- Born: August 17, 1895 Tekonsha, Michigan
- Died: August 25, 1990 (aged 95) Lansing, Michigan
- Occupations: Photographer and aviator

= Talbert Abrams =

American photographer and aviator

Talbert "Ted" Abrams (August 17, 1895 - August 25, 1990) was an American photographer and aviator known as the "father of aerial photography".

==Early years==
Born in Tekonsha, Michigan, Abrams learned to fly at the Curtiss Aviation School while working as a mechanic for Curtiss. He was issued Fédération Aéronautique Internationale pilot's license number 282. The certificate was signed by Orville Wright.

He joined the US Marine Corps in 1917 and was assigned to the US Navy flying school at Pensacola.
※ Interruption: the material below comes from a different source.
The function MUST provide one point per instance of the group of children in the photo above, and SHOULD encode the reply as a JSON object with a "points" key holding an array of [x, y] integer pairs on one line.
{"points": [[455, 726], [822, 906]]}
Following World War I, his squadron took photos of rebel activities on Haiti, and Abrams became interested in the potential of aerial photography.

==Career==
In 1920, he left the military, purchased a war-surplus Curtiss JN-4 and founded a small airline, ABC Airline (Always Be Careful!), but remained more interested in photographic work. On January 17, 1923, he married Leota Pearl Fry. The same year, he purchased a Standard J-1, fitted it with cameras, and founded the Abrams Aerial Survey Corporation (sold to Aerocon in 2003). Over the next few years, he formed the Abrams Instrument Corporation to develop better cameras and instruments for his work, and the Abrams Aircraft Corporation in 1937 to develop specially designed aircraft.

He got his first income from aerial photography when he took a photo of a racetrack from his biplane for a newspaper. Later he used stereo-plotters to make maps for highway design and construction projects. In 1937 he developed a novel form of aircraft called "The Explorer", which was the first aircraft designed exclusively for aerial photography.

During World War II, he founded the Abrams School of Aerial Surveying and Photo Interpretation to teach these skills to the US military, while his Instrument Corporation built reconnaissance cameras for aircraft.

In 1961, he sold the Abrams Instrument Corporation to Curtiss-Wright and went into semi-retirement.

In 1962 Abrams and his wife made a large donation to Michigan State University in order to fund the construction of a planetarium, which was then named in their honor.

He died in a nursing home in Lansing, Michigan on August 26, 1990, at the age of 95.

==Legacy==
Every year, the American Society for Photogrammetry and Remote Sensing (ASPRS) presents the Talbert Abrams Award to a person who makes an outstanding contribution to aerial photography and mapping. Mount Abrams in the Antarctic is named after him, as is the Abrams Planetarium at Michigan State University.

"For his participation in "Operation Deep Freeze" at the South Pole in the 1960s he became one of the few persons in the world to have a mountain named after him, besides being awarded the Antarctic Service Medal."